AFRICA – The development of Africa’s largest gas energy project is on the verge of stalling even before it starts due to a surge in the number of terrorist activities in the areas surrounding the project.
Africa’s largest gas project was discovered in 2010 by Texas-based Anadarko Corp. (now a subsidiary of Occidental Petroleum Corp.) and Italian energy giant ENI SpA in Mozambique’s supergiant offshore basin of Rovuma.
The discovery estimated that the Rovuma offshore basin had approximately 180 trillion cubic feet of natural gas reserves, equivalent to ~29 billion barrels of oil.
The huge deposits of gas immediately catapulted the south African nation to a potential global LNG superpower.

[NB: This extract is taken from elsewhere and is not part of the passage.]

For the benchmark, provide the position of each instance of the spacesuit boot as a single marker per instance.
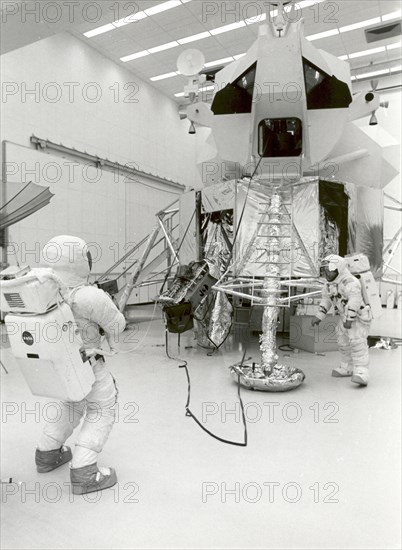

The announcement created a new investor interest in Mozambique causing a stampede of oil and gas majors, including ExxonMobil, Total, Shell, and CNPC (China National Petroleum Corp.), seeking to stake their claims.
The discovery also heralded good tiding to the Mozambican economy which has for a long time continued to lag behind other economies in the Eastern and South Africa region.
It is estimated that Mozambique could potentially reap nearly $100 billion in LNG revenues, or 7x its annual GDP, over the next 25 years.
The Gas project could also boost real growth rate from 4% to between 4.8% and 5.4% , according to economic forecasts.
But now there’s a real danger that the biggest investment splurge in Africa could go up in smoke even before it gets properly started thanks to the proliferation of terrorism in the region.
A notorious terrorist organization that has aligned itself to the Islamic State has claimed responsibility for dozens of attacks especially in the Cabo Delgado province.
Over the past three years, the insurgency has killed more than 1,500 people and displaced another 250,000 in the country’s north.
Locals call them “al-Shabaab”, according to the Atlantic Council, but their official name–as far as we know–is al Sunna wa Jummah (ASWJ).
Their presence in Mozambique and their increased activity would potentially downgrade the projects attractiveness to investors and potentially deny Mozambique the billions it could have received from the project.
Previous governments have a rather checkered history in terms of maintaining peace, but billions of dollars of natural gas are now on the line and the government of Mozambique has no other option but to secure the country’s peace.